Lu : L’effet Sophie par Marie-Hélène Proulx, publié dans le magazine Châtelaine de juillet 2016, et «What Sophie Grégoire Trudeau says about feminism and politics » par Anne Kingston, publié dans le magazine Maclean’s le 3 juin 2016.
Lorsque comparé aux nombreux portraits de la première dame offerts par les médias depuis les élections fédérales de l’automne 2015, celui brossé par Proulx est, enfin, plus complet. Par contre, le souhait exprimé en mai dernier par Sophie Grégoire, soit d’être entourée d’une équipe plus importante en vue de répondre aux demandes adressées directement par les citoyens, est à nouveau traité comme un caprice.
Comme si, contrairement au rôle de premier ministre, celui de première dame n’était pas un travail à part entière. Sans compter qu’il n’est pas rémunéré et qu’il est le plus souvent effectué par une femme, à qui l’on dit ici en plus qu’elle ne devrait compter que sur elle-même pour s’occuper de « ses » enfants malgré un horaire que l’on imagine pour le moins chargé.
Si le Canada ne peut se comparer aux États-Unis, où Michelle Obama est appuyée par une équipe de 20 personnes, il y avait pourtant là une belle occasion de demander à Sophie Grégoire quelle est la nature de ces perches tendues vers elle (pourquoi écrire à la première dame plutôt qu’à un(e) député(e) ?), ce qui la touche ou la consterne dans ces demandes, et ce qu’elle peut faire concrètement pour venir en aide à tous ces gens.

Le fait que la nouvelle première dame soit par ailleurs aussi présente sur la scène publique est considéré, par certains commentateurs interrogés par Proulx, comme un risque pour le premier ministre, comme si une femme ne pouvait fatalement que commettre des bourdes.
Quant à Kingston, elle offre comme à son habitude (voir, entre autres, The Meaning of Wife) une analyse plus approfondie et nuancée. Elle n’a cependant pu résister, à moins de s’être fait jouer un tour par le titreur, à décrire Sophie Grégoire comme étant « Stylish. Emotive. Everywhere. ». Puis, encore là, certains analystes rencontrés par la journaliste expriment la crainte que les citoyens ne perdent de vue l’essentiel lorsque politique et célébrité s’entremêlent. Comme si un chef d’état n’était pas déjà, par définition, une sorte de vedette et comme si une femme était nécessairement synonyme de distraction.
Kingston résume cependant bien le rôle déterminant joué par plusieurs premières dames aux États-Unis. Eleonore Roosevelt, par exemple, a milité en faveur d’une place plus importante pour les femmes sur le marché du travail, ainsi qu’en faveur des droits civiques et des droits des travailleurs immigrants. Elle s’est même opposée publiquement à certaines politiques de son mari.

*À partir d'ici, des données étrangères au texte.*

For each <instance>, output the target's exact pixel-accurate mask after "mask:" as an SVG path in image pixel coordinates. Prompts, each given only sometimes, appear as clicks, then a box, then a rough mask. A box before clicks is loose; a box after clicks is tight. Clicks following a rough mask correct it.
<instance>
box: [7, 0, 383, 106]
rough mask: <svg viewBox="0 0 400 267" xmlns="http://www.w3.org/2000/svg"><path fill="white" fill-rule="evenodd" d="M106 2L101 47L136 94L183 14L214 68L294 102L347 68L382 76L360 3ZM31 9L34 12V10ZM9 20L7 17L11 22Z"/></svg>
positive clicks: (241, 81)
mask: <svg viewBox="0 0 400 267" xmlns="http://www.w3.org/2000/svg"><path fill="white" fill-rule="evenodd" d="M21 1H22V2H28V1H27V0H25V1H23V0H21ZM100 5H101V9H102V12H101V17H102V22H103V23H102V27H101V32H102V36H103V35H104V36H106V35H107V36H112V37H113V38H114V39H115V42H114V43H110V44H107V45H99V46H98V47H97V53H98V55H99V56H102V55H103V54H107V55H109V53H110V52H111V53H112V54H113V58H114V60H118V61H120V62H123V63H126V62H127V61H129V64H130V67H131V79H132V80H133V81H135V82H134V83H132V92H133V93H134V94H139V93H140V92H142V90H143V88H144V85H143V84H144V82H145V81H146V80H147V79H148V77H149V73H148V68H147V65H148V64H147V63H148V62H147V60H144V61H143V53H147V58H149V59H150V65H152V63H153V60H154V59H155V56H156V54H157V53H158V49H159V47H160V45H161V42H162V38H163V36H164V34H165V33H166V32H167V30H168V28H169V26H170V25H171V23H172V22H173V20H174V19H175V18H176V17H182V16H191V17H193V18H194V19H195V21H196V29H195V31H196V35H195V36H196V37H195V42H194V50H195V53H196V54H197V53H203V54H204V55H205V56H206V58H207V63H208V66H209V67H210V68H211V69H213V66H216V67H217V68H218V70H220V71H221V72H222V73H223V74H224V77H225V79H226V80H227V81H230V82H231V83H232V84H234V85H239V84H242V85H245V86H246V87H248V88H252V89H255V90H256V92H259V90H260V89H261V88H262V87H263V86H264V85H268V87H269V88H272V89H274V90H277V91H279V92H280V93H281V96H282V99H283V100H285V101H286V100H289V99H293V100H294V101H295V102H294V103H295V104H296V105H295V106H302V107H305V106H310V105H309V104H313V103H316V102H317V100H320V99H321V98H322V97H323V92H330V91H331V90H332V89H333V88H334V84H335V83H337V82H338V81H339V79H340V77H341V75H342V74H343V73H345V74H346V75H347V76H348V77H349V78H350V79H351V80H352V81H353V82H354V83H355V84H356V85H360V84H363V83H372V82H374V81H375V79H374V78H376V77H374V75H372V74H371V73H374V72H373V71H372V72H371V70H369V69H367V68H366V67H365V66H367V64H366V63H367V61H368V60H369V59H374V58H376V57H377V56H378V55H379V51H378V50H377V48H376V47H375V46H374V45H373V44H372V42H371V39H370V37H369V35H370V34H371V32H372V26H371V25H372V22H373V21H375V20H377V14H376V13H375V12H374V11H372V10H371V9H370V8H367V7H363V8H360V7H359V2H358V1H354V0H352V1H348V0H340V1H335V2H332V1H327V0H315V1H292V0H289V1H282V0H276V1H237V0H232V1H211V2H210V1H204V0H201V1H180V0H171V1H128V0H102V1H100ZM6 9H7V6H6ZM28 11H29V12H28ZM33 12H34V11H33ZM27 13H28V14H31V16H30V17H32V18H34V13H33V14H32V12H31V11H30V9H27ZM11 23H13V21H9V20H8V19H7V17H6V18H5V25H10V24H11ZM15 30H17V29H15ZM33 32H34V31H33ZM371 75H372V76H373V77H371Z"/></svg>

Et voilà peut-être la plus grande crainte de bien des hommes, celle d’être contredit par une femme ou, pire, publiquement par leur propre épouse. D’où cet acharnement à nous répéter par toutes sortes de sous-entendus, même encore aujourd’hui, que les femmes sont « dangereuses », surtout lorsqu’elles se mêlent de la chose publique, et qu’elles feraient donc mieux de rester à la maison.
Dans ce contexte, il est rafraîchissant de voir des filles, qui se qualifient elles-mêmes de « brutes », prendre la parole sans avoir froid aux yeux. Même si le texte dérape par moments, même si la courte durée des capsules laisse parfois peu de place à la nuance et même si cela nous fait nous demander si dénoncer suffit, le seul fait qu’elles osent poser des questions (de la viande à la Schtroumpfette) nous fait aussi nous demander comment faire pour bousculer le statu quo. Voilà assurément le début de quelque chose.